Congo Maisie is a 1940 comedy-drama film directed by H. C. Potter and starring Ann Sothern for the second time in the ten film Maisie series as showgirl Maisie Ravier. It was based on an original script by Erich Von Stroheim.

==Plot==
Maisie Ravier, a fast-talking showgirl with a heart of gold, is stranded in an African village when she slips out of her hotel window to beat her bill, and stows away on a Congo riverboat in hopes of reaching another town where a job awaits her. On board, she meets the boat's only other passenger, Dr. Michael Shane, a doctor-turned-rubber planter, and the ship's captain Finch, who offers her the dubious privilege of sharing his cabin.
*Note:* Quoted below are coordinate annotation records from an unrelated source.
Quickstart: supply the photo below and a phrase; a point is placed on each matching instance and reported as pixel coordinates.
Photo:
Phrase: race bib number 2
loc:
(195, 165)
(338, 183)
When the boat blows a boiler, Maisie and Shane find refuge at a rubber company's medical station manned by Dr. John McWade, the doctor who succeeded Shane, and McWade's wife Kay. At the station, Shane denounces his former bosses at the rubber company for their indifference to the health of the natives, and he urges McWade to leave the shelter of his laboratory and make contact with the natives.

Kay, who is lonely and homesick, is on the verge of succumbing to Shane's charms when Maisie intervenes to save the McWades' marriage. After John falls gravely ill, Maisie intercedes once again to save his life by persuading Shane to perform an emergency appendectomy. Soon afterward, all their lives are threatened when the witch doctors incite the natives to rebel.

The fast-thinking Maisie quells the uprising by donning her sequined dress and performing a series of magic tricks, which are highlighted by a rain storm that proves her "power" to the natives. Having fallen in love with Maisie, Shane then agrees to take over the medical station with her at his side. Thus McWade and Kay are free to return to America to begin life anew.